On the second floor of the museum you’ll find works by some of the most famous European makers of china from the 18th and 19th centuries. To the floral addict, this represents a real treasure trove of styles of flower portraiture. Just at the entrance to the exhibit are works from Meissen, the birthplace of European chinawares. Their cups, plates, and bowls from the 1730’s, although very beautiful, are frankly imitative of the Chinese and Japanese styles of the precious pieces brought by Portugese and Spanish ships at great cost from half the world away. The flowers shown are brighter than life, and stylized: representations of chrysanthemums and what looked to me like buddleia, no doubt copied from Oriental originals. I enjoyed their works from the period 1740-1785 more: during this time they developed styles in which minutely observed fruit, insects, animals and flowers were depicted in an increasingly European style.
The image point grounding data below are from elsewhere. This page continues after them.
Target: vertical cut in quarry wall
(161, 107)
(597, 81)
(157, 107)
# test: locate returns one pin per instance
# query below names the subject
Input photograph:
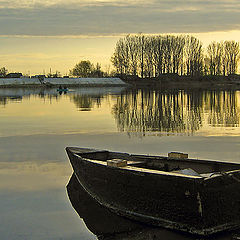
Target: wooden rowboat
(195, 196)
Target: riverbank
(185, 82)
(56, 82)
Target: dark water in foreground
(36, 125)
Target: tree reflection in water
(85, 102)
(185, 112)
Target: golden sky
(37, 35)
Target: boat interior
(176, 163)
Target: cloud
(114, 17)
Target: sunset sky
(37, 35)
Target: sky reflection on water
(36, 127)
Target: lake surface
(36, 125)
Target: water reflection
(175, 111)
(108, 226)
(86, 102)
(158, 112)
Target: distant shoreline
(57, 82)
(172, 81)
(185, 82)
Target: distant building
(14, 75)
(38, 76)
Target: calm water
(36, 126)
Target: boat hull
(175, 202)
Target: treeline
(151, 56)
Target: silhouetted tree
(3, 72)
(82, 69)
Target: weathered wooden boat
(195, 196)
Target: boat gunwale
(139, 170)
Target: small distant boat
(62, 89)
(190, 195)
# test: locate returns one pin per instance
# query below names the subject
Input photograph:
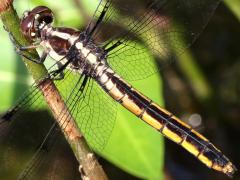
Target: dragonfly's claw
(56, 74)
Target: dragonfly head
(34, 21)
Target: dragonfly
(92, 69)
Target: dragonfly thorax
(60, 43)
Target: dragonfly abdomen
(163, 121)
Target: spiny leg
(21, 49)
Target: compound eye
(27, 26)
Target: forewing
(163, 28)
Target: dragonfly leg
(21, 50)
(58, 74)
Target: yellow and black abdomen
(165, 122)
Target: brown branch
(89, 166)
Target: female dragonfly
(101, 61)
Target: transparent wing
(165, 28)
(93, 110)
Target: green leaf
(134, 146)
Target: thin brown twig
(89, 166)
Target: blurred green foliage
(133, 146)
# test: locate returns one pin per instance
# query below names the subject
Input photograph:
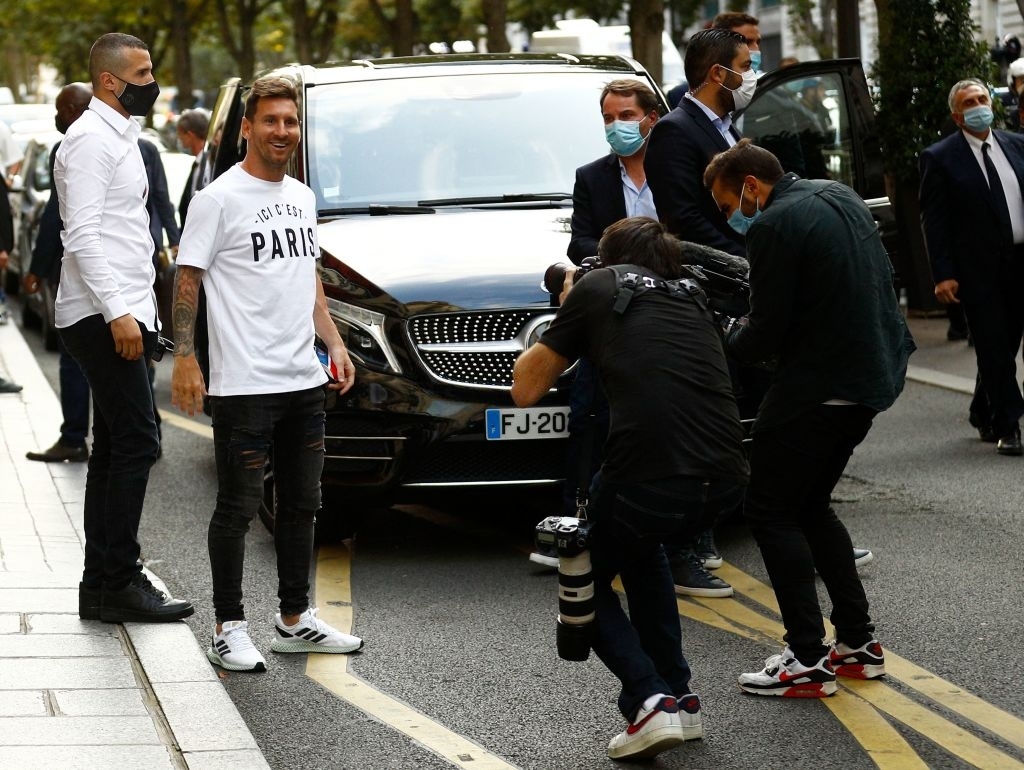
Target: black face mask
(138, 100)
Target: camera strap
(631, 283)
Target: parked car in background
(29, 195)
(818, 118)
(443, 188)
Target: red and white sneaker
(653, 730)
(865, 661)
(784, 675)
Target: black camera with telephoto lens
(570, 538)
(554, 276)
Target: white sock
(653, 699)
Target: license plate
(536, 422)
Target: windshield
(467, 136)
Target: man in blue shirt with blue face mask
(614, 185)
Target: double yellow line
(334, 594)
(861, 707)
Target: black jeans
(588, 430)
(996, 318)
(631, 522)
(74, 399)
(794, 469)
(246, 429)
(124, 447)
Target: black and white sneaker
(546, 555)
(707, 550)
(311, 635)
(783, 675)
(233, 650)
(691, 579)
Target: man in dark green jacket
(824, 313)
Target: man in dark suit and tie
(972, 213)
(192, 130)
(607, 189)
(718, 69)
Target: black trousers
(995, 314)
(794, 469)
(124, 447)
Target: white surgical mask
(742, 94)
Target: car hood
(465, 258)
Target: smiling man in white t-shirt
(251, 241)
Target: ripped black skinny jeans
(247, 430)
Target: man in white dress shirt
(107, 317)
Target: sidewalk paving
(88, 694)
(84, 693)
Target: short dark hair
(643, 242)
(269, 87)
(195, 121)
(646, 98)
(730, 19)
(707, 48)
(107, 53)
(741, 160)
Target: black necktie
(998, 197)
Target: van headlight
(363, 333)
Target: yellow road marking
(335, 593)
(881, 740)
(956, 699)
(954, 739)
(179, 421)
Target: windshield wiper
(377, 209)
(513, 198)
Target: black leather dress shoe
(140, 601)
(88, 602)
(60, 453)
(1010, 444)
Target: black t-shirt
(664, 371)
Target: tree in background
(813, 24)
(925, 46)
(314, 25)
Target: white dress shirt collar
(721, 124)
(121, 124)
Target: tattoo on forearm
(186, 284)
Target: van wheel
(337, 519)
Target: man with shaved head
(46, 254)
(107, 317)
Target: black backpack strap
(630, 283)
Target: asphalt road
(459, 626)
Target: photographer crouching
(673, 460)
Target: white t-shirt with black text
(257, 242)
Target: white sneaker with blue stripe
(311, 635)
(233, 650)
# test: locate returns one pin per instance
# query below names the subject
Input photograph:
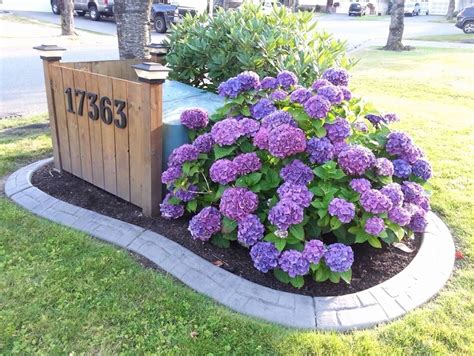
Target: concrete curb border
(415, 285)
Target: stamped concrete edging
(416, 284)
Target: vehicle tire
(55, 7)
(160, 24)
(94, 13)
(468, 27)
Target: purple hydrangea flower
(394, 192)
(183, 153)
(246, 163)
(374, 226)
(248, 81)
(237, 203)
(339, 257)
(332, 93)
(299, 194)
(223, 171)
(171, 174)
(356, 160)
(293, 263)
(401, 168)
(226, 132)
(205, 224)
(297, 172)
(320, 150)
(339, 130)
(285, 213)
(287, 79)
(342, 209)
(264, 256)
(400, 216)
(337, 76)
(194, 119)
(422, 169)
(278, 118)
(300, 95)
(204, 143)
(263, 108)
(286, 141)
(375, 202)
(314, 251)
(170, 211)
(384, 167)
(317, 107)
(250, 230)
(360, 185)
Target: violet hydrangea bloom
(262, 108)
(250, 230)
(342, 209)
(337, 76)
(223, 171)
(299, 194)
(293, 263)
(205, 224)
(339, 257)
(286, 141)
(375, 202)
(374, 226)
(360, 185)
(338, 130)
(194, 118)
(226, 132)
(287, 79)
(297, 172)
(264, 256)
(285, 213)
(384, 167)
(246, 163)
(317, 107)
(332, 93)
(314, 251)
(356, 160)
(320, 150)
(237, 203)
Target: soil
(371, 266)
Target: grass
(62, 291)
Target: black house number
(98, 107)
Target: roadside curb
(415, 285)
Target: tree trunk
(133, 28)
(395, 35)
(451, 6)
(67, 17)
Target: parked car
(357, 9)
(465, 20)
(95, 8)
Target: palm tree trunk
(133, 27)
(395, 35)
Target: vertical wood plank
(121, 141)
(95, 132)
(61, 120)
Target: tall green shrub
(206, 51)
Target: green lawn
(62, 291)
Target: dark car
(357, 9)
(465, 20)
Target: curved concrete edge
(415, 285)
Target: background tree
(133, 27)
(395, 34)
(450, 13)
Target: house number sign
(98, 107)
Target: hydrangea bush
(281, 167)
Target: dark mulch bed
(371, 266)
By 1765 the knowledge of china making had spread from Poland to Germany, and German and Dutch artists were producing much more realistic images of European garden flowers. One display case shows the work of Ludwigsburg, Nymphenburg, and Höchst artists from 1765 to 1775. Gorgeous carnations, tulips, poppies, and forget-me-nots are shown with loving care and a stylish, but European, eye to arrangement on the surface of the work.
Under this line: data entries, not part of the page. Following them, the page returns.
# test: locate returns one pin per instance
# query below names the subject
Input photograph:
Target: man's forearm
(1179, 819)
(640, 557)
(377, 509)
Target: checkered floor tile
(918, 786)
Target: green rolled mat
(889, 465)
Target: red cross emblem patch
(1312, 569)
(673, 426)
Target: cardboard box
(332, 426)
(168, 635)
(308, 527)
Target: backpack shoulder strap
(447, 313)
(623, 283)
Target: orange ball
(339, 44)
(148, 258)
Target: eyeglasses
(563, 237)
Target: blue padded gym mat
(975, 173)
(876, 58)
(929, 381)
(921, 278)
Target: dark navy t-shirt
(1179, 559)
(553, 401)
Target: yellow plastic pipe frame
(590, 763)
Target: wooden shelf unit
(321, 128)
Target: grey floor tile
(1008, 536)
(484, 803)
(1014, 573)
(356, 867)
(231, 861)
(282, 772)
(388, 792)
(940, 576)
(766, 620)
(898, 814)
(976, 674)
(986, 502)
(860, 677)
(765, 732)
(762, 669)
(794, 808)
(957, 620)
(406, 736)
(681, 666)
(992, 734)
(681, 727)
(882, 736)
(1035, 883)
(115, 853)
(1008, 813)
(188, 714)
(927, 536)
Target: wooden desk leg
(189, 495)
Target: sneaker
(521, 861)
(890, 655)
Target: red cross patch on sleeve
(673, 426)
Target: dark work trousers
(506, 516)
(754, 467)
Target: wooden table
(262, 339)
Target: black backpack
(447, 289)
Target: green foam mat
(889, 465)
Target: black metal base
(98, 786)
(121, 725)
In another cabinet you’ll see the Composite "Dessert Service" of Derby, England bone china, done from 1795 to 1805. The flowers on these larger works were designed from plates in Curtis’ Botanical Magazine and other British compendia of botanical illustration, and are very pleasant indeed to behold. I noted passionflower, tulips, Belamcanda, morning glory, Gomphrena, double scillas or bluebells, cyclamen, iris, moss roses, Clitoria, and others. I spent some time in front of this case imagining owning such a service myself...ah well, in another life perhaps!
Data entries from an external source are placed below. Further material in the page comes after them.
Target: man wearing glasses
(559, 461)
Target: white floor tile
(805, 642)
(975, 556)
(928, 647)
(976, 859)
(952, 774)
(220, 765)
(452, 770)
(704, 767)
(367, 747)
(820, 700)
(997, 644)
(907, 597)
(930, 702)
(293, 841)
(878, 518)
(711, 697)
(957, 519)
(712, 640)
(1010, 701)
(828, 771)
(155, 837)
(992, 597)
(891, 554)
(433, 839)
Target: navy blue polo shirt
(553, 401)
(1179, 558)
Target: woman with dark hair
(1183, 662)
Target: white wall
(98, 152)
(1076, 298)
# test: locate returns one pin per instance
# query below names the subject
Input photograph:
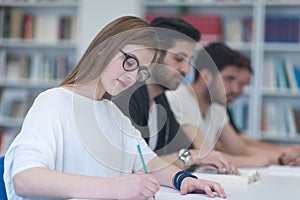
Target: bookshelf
(249, 26)
(282, 54)
(37, 49)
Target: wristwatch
(186, 156)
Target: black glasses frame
(143, 72)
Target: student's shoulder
(54, 96)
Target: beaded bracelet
(179, 176)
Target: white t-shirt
(70, 133)
(185, 106)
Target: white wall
(93, 15)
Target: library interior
(41, 41)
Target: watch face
(186, 156)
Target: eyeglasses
(131, 63)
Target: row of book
(280, 121)
(36, 67)
(282, 29)
(214, 27)
(281, 74)
(17, 24)
(233, 29)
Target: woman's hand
(216, 159)
(189, 185)
(136, 186)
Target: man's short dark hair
(222, 56)
(178, 25)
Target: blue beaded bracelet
(179, 176)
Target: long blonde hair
(114, 36)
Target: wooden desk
(272, 186)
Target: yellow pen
(143, 161)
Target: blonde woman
(75, 144)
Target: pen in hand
(143, 161)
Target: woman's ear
(206, 76)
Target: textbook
(247, 177)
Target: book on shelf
(47, 29)
(238, 29)
(247, 177)
(209, 25)
(15, 103)
(35, 67)
(16, 23)
(280, 120)
(282, 29)
(281, 74)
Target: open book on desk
(247, 177)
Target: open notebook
(247, 177)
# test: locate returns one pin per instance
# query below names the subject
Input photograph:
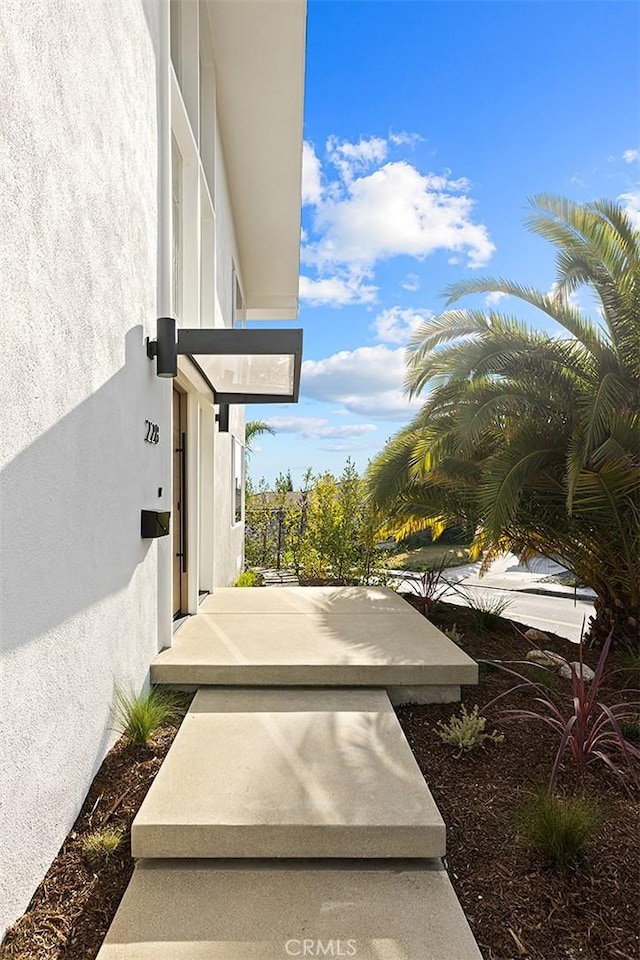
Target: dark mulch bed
(518, 905)
(72, 909)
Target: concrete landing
(198, 911)
(311, 636)
(289, 773)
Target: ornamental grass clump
(558, 828)
(101, 844)
(248, 578)
(138, 717)
(467, 731)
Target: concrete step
(289, 773)
(312, 636)
(195, 910)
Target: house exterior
(150, 160)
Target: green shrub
(467, 731)
(454, 634)
(101, 843)
(558, 828)
(138, 717)
(248, 579)
(487, 612)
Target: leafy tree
(532, 437)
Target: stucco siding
(78, 587)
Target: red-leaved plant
(589, 729)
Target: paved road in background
(559, 614)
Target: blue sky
(427, 127)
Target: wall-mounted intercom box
(154, 523)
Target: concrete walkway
(292, 820)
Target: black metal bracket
(222, 418)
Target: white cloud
(493, 298)
(311, 175)
(394, 211)
(396, 325)
(403, 138)
(411, 282)
(631, 202)
(315, 428)
(373, 209)
(366, 381)
(336, 291)
(351, 158)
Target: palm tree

After visiting the Gardiner, we had time for a short foray into the ROM across the street. The new Christopher Ondaatje gallery of Southern Asian art is well worth a visit, both for the creative way the gallery is laid out, and for its display materials on flora native to the Indian subcontinent and their role in decoration and the arts. Ginger, tea, Rauwolfia, and other plants are given their due in exhibits which relate the plants to their everyday as well as their artistic uses.

Adjoining the Ondaatje gallery is a room of Japanese prints, screens, and paintings (the Herman Herzog Levy Gallery). If you can tear your eyes away from the Hokusai and Hiroshige prints long enough, the large screen at the back shows well the original of the styles the European chinoiserie artists were imitating. Strangely, the museum's press release for this exhibit seems only to be available in French: Trésors de l'art japonais. It's on until April - see it!

Downstairs from the Asian galleries is an exhibit called Growing Cultures of two dozen works by photographer Vincenzo Petropaolo. He has shown a number of Toronto’s immigrant gardeners at home in their gardens, from tiny downtown lots to Etobicoke and Scarborough. The accompanying commentary tells us how each gardener is melding her or his own cultural background with the Toronto experience, by growing the seeds of their youth in their new land. Hort members may well find a friend or neighbor in these pictures!